ISAKOS: 2023 Congress in Boston, MA USA

2023 ISAKOS Biennial Congress ePoster

 

Design, Construction, And Early Results Of A Formal Local Revision Hip Arthroplasty Registry

Christopher J. Wilson, A/Prof, MBChB, MRCS, FRACS, PhD, Adelaide, SA AUSTRALIA
Ben Piotrowski, MD Student, Highbury, SA AUSTRALIA

Flinders Medical Centre, Flinders University, Adelaide, South Australia, AUSTRALIA

FDA Status Not Applicable

Summary

. The aim is to evaluate the performance of our local hospitals against the national standard to improve patient outcomes and care. Our research shows that the use of a standardised diagnostic algorithm was instrumental in improving our surgical outcomes for hip revision arthroplasty.

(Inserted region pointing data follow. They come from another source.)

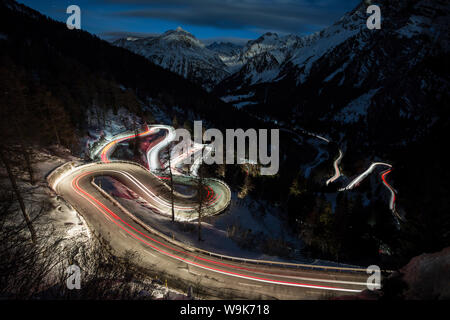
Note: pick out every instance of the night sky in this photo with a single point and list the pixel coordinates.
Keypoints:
(225, 20)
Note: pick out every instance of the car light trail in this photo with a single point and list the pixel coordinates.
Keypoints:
(137, 235)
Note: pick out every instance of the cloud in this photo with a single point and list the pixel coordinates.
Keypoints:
(114, 35)
(292, 16)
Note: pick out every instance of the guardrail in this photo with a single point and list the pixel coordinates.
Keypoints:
(177, 243)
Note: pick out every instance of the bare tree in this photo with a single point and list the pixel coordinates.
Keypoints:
(16, 190)
(171, 184)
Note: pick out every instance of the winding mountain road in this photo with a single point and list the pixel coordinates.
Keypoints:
(215, 275)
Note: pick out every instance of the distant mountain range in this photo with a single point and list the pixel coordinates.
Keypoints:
(341, 74)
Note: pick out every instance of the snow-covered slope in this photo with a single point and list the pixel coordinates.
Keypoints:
(180, 52)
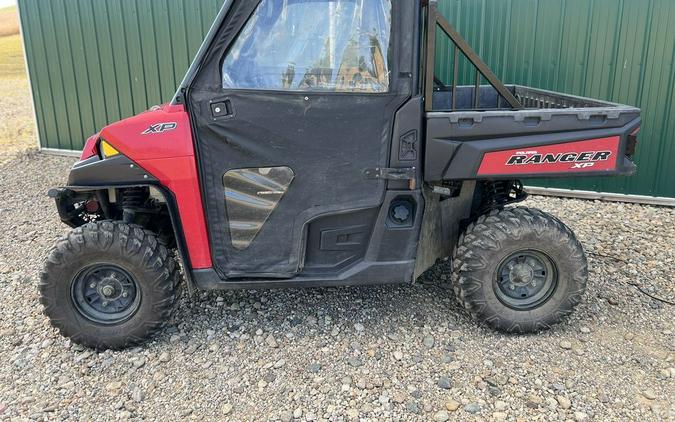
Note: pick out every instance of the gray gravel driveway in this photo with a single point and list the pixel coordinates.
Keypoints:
(395, 353)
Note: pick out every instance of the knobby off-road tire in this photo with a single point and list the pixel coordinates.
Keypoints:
(137, 271)
(504, 249)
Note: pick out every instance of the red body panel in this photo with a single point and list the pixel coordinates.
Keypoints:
(573, 157)
(160, 141)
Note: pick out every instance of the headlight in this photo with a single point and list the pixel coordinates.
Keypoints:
(107, 150)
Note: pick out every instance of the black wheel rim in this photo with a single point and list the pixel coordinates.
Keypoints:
(106, 294)
(526, 280)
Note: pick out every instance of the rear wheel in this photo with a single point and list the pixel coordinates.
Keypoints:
(109, 285)
(519, 270)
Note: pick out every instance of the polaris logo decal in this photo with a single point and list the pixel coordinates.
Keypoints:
(592, 155)
(160, 128)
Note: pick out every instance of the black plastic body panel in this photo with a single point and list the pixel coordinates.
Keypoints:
(118, 170)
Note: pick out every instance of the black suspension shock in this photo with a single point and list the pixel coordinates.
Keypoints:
(132, 200)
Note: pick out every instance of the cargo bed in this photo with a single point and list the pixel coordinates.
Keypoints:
(463, 133)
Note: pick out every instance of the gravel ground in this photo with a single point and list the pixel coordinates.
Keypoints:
(371, 353)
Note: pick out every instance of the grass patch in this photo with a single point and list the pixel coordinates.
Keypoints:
(9, 21)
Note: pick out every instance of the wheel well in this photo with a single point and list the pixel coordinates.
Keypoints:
(145, 206)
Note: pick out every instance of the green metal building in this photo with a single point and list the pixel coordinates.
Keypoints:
(92, 62)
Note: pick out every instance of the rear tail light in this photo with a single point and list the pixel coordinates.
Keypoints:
(631, 146)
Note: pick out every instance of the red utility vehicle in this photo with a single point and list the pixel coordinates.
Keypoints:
(311, 144)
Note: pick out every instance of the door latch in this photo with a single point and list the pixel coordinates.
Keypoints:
(222, 109)
(408, 173)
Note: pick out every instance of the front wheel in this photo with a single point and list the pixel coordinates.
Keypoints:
(519, 270)
(109, 285)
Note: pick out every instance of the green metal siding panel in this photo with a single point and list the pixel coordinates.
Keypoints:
(95, 61)
(617, 50)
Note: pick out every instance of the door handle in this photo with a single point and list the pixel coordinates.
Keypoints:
(222, 109)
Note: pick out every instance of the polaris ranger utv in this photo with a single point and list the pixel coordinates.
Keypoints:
(311, 144)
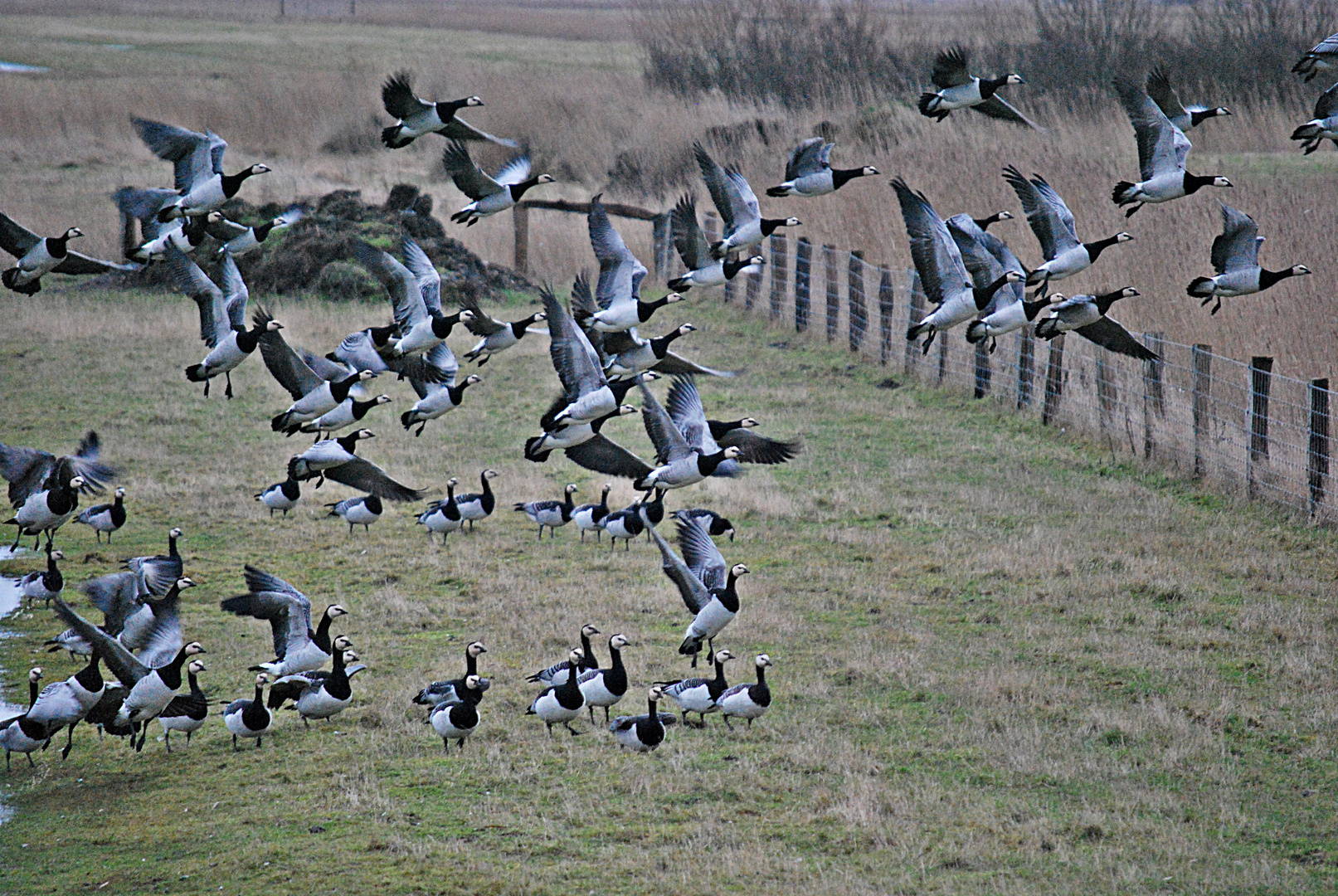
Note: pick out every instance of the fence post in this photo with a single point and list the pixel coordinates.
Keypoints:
(803, 265)
(521, 224)
(886, 299)
(1202, 386)
(779, 273)
(1318, 441)
(1053, 380)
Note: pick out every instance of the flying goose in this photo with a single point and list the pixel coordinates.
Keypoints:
(419, 117)
(1322, 56)
(443, 517)
(456, 721)
(478, 506)
(557, 673)
(1324, 126)
(453, 690)
(1087, 314)
(289, 616)
(1052, 222)
(809, 172)
(958, 89)
(703, 269)
(737, 207)
(562, 703)
(106, 518)
(41, 256)
(1235, 257)
(187, 712)
(707, 589)
(550, 513)
(605, 686)
(941, 269)
(747, 701)
(490, 194)
(1163, 150)
(643, 733)
(249, 717)
(198, 168)
(1183, 117)
(589, 518)
(698, 694)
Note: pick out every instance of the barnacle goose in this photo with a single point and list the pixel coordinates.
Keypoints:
(747, 701)
(106, 518)
(1235, 257)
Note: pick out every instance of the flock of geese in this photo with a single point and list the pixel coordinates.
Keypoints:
(600, 358)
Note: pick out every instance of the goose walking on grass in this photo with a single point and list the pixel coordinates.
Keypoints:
(187, 713)
(249, 718)
(1235, 257)
(490, 194)
(1052, 222)
(809, 172)
(478, 506)
(550, 513)
(941, 269)
(1163, 150)
(747, 701)
(1087, 316)
(418, 117)
(562, 703)
(698, 694)
(703, 269)
(643, 733)
(736, 203)
(106, 518)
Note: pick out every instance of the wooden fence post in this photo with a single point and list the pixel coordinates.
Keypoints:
(1318, 441)
(1202, 389)
(779, 273)
(886, 299)
(858, 310)
(803, 265)
(1053, 380)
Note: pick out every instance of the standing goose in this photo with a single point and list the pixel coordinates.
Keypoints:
(249, 717)
(187, 712)
(737, 207)
(289, 614)
(563, 703)
(942, 273)
(1052, 222)
(106, 518)
(550, 513)
(490, 194)
(198, 168)
(747, 701)
(703, 269)
(1163, 150)
(809, 172)
(1235, 257)
(643, 733)
(698, 694)
(418, 117)
(1085, 314)
(958, 89)
(605, 686)
(478, 506)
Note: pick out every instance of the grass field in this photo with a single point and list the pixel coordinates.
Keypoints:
(1002, 664)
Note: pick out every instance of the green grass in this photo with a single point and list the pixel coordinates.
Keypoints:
(1004, 664)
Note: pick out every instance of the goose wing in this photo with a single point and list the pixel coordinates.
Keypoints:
(1237, 248)
(281, 360)
(1109, 334)
(467, 177)
(933, 251)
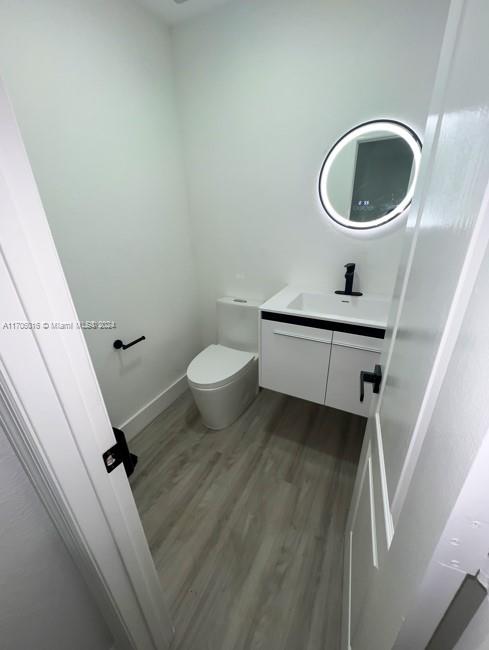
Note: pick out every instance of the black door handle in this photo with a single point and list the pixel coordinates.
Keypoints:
(374, 378)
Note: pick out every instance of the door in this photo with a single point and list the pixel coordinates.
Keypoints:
(53, 412)
(445, 239)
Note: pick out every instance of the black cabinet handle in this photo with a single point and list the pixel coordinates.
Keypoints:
(120, 345)
(374, 378)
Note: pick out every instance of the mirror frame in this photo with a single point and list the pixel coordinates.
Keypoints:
(396, 128)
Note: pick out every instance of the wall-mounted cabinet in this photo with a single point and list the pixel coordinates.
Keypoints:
(318, 363)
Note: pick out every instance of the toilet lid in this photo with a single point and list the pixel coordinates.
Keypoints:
(217, 365)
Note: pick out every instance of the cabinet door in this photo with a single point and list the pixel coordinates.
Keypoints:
(343, 390)
(294, 360)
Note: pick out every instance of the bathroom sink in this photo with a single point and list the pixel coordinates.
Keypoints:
(367, 309)
(362, 307)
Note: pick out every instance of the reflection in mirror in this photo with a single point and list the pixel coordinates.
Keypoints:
(369, 175)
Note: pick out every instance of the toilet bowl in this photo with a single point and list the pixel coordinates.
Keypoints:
(223, 382)
(223, 378)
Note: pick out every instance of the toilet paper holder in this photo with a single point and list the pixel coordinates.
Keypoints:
(118, 344)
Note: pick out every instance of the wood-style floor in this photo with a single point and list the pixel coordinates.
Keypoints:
(246, 524)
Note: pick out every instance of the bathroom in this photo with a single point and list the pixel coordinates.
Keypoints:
(180, 149)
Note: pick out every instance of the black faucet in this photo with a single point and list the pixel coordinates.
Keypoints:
(350, 272)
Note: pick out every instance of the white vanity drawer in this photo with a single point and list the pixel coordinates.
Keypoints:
(355, 341)
(294, 359)
(344, 378)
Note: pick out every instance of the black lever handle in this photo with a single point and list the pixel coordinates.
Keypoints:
(120, 345)
(374, 378)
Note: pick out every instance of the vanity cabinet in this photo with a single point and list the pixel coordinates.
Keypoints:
(350, 354)
(318, 363)
(294, 359)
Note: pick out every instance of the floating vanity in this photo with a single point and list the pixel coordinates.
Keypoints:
(314, 346)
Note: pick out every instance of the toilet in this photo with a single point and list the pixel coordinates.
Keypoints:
(223, 378)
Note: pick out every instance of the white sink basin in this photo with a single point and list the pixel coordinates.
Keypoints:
(371, 310)
(360, 308)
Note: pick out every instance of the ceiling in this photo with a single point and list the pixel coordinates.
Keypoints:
(173, 12)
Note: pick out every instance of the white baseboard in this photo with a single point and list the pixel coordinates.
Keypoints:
(136, 423)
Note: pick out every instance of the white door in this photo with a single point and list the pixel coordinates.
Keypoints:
(446, 236)
(54, 414)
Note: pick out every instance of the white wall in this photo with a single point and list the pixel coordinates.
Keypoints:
(44, 603)
(92, 87)
(265, 88)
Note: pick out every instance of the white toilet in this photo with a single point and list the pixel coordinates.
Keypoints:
(223, 378)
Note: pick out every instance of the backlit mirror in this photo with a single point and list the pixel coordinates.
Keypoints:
(368, 177)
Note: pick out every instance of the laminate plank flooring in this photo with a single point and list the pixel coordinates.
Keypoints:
(246, 525)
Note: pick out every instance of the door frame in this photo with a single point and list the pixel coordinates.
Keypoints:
(56, 419)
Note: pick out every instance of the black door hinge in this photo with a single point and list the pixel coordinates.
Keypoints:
(119, 453)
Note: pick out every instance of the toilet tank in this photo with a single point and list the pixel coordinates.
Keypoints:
(237, 323)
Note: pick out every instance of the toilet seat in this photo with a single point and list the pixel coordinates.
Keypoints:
(218, 365)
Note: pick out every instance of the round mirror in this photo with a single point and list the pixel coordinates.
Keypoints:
(368, 177)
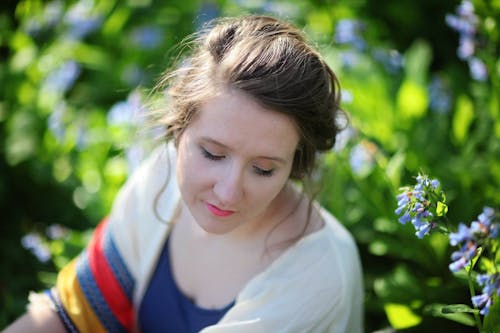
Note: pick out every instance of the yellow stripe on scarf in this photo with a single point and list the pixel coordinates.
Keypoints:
(74, 302)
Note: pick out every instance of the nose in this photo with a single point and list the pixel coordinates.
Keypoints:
(229, 187)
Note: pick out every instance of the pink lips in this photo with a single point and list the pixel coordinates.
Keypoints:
(219, 212)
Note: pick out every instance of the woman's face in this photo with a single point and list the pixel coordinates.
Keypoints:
(233, 161)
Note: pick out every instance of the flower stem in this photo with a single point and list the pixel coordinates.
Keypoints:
(472, 293)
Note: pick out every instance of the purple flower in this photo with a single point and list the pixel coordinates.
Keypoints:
(491, 287)
(439, 96)
(415, 205)
(463, 234)
(82, 20)
(470, 238)
(478, 69)
(462, 258)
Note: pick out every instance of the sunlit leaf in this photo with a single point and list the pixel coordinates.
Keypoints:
(412, 100)
(462, 119)
(463, 317)
(401, 316)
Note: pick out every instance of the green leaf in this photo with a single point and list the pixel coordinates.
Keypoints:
(463, 317)
(412, 99)
(474, 260)
(464, 114)
(492, 319)
(417, 60)
(401, 316)
(441, 208)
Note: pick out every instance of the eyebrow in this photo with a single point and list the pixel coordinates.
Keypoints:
(220, 144)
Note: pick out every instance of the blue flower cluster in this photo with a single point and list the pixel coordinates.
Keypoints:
(470, 238)
(491, 287)
(415, 205)
(465, 23)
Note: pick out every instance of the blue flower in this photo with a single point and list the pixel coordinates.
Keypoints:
(416, 207)
(470, 238)
(491, 287)
(463, 234)
(81, 19)
(439, 96)
(462, 258)
(478, 69)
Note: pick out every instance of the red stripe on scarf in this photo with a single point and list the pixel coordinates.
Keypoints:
(103, 275)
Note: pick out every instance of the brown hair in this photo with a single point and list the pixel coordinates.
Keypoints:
(269, 60)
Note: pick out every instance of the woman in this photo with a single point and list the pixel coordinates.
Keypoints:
(211, 234)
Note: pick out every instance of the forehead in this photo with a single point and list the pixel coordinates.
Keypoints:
(237, 120)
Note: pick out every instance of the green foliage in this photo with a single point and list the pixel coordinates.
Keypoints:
(73, 94)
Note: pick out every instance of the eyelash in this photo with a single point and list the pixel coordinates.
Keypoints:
(258, 171)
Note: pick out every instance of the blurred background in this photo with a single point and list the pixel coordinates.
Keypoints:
(420, 81)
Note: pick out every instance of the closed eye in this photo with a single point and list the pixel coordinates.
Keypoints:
(211, 156)
(263, 172)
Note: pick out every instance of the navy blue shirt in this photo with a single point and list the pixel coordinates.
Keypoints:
(165, 308)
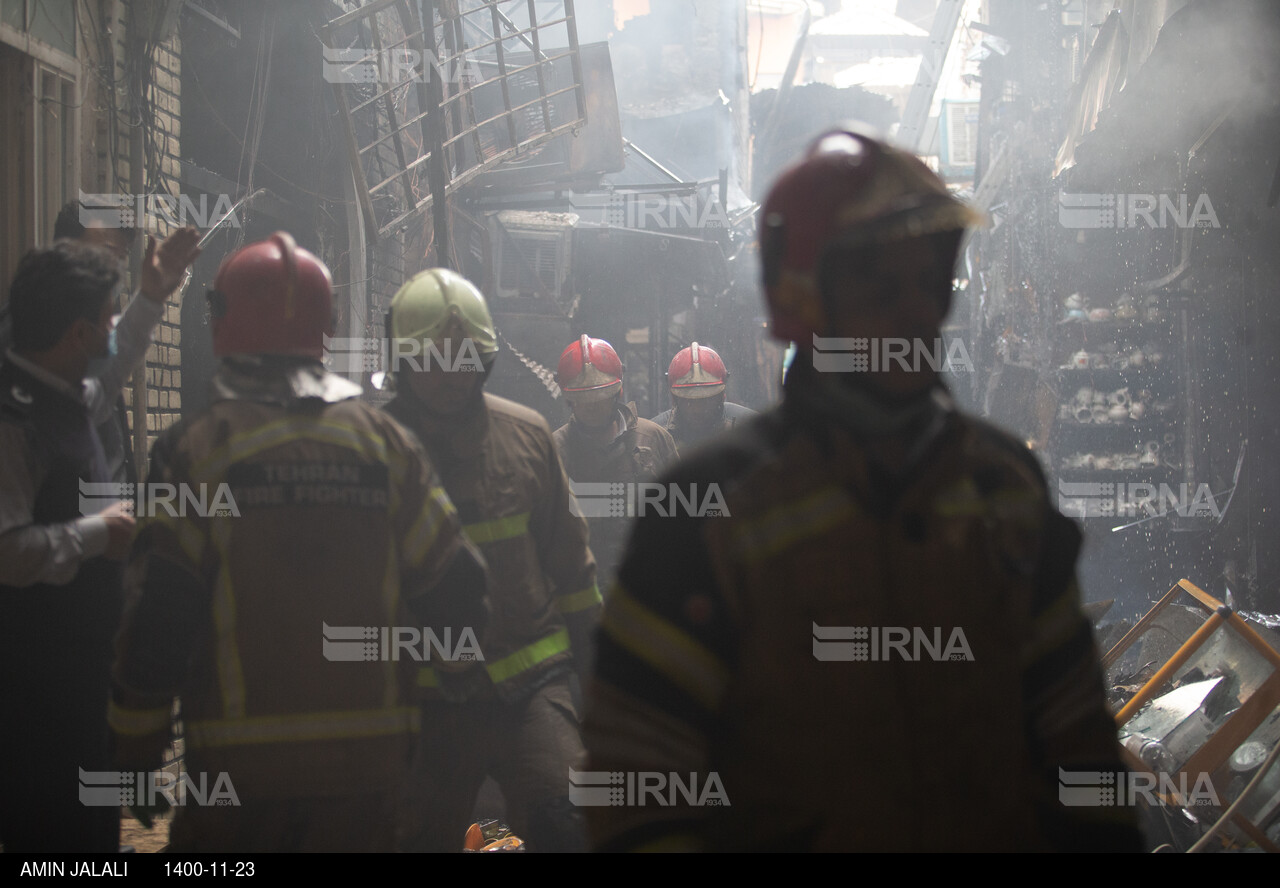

ePosters will be available shortly before Congress

Abstract

National Registries for arthroplasty surgery have been successful in improving outcomes and quality control by large scale data collection and analysis. Data from the national registry has suggested room for improvement in our local revision hip arthroplasty outcomes. Using this data we have a standardised diagnostic and management pathway for revision hip arthroplasty combined with a local revision hip arthroplasty registry provides granular data applicable to our local hospitals. The aim is to evaluate the performance of our local hospitals against the national standard to improve patient outcomes and care. This is achieved through comparing data of revision types, revision diagnosis and incidence of revisions performed.
In our centre in 2014 we introduced a standardised diagnostic algorithm for hip revision arthroplasties. From December 2014 to December 2020, our centre applied the algorithm to all cases of revision hip arthroplasty and investigated their indication. This data was then compared with the results procured from the with Australian Orthopaedic Association National Joint Replacement Registry.
The primary outcome of our research was used to compare hip revision arthroplasty at our centre pre and post the algorithm intervention whilst simultaneously comparing against national standards. The secondary outcome was to analyse the re-revision rates of hip arthroplasty’s pre and post intervention and locally vs nationally. Re-revision rates was used as a proxy of the success of our initial revision surgeries. Finally, our third outcome was to analyse the propensity of our centre to perform more minimally invasive hip arthroplasty procedures.
When comparing with historical local data, the diagnosis of “Loosening” decreased (25.0% vs. 14.1%), “Infection” had increased (23.2% to 29.6%) and “Fracture” had increased (12.5% to 18.5%). Additionally, Our Centre improved our proportion of “minimally invasive” revision types from 25.7% to 40.7%. When comparing our historical data to national standard at 8+ years since the primary procedure, our centre was 28% more likely to perform hip revision arthroplasty (HR = 0.72).
Our historical data showed a higher rate of re-revision hip surgery compared to the national average. After implementation of our diagnostic pathway the re-revision rate fell to below national average and the reduction was significant. (p=0.047)
Our research shows that the use of a standardised diagnostic algorithm was instrumental in improving our surgical outcomes for hip revision arthroplasty. We have increased our use of more conservative revision surgery and our rates of re-revision surgery have significantly reduced.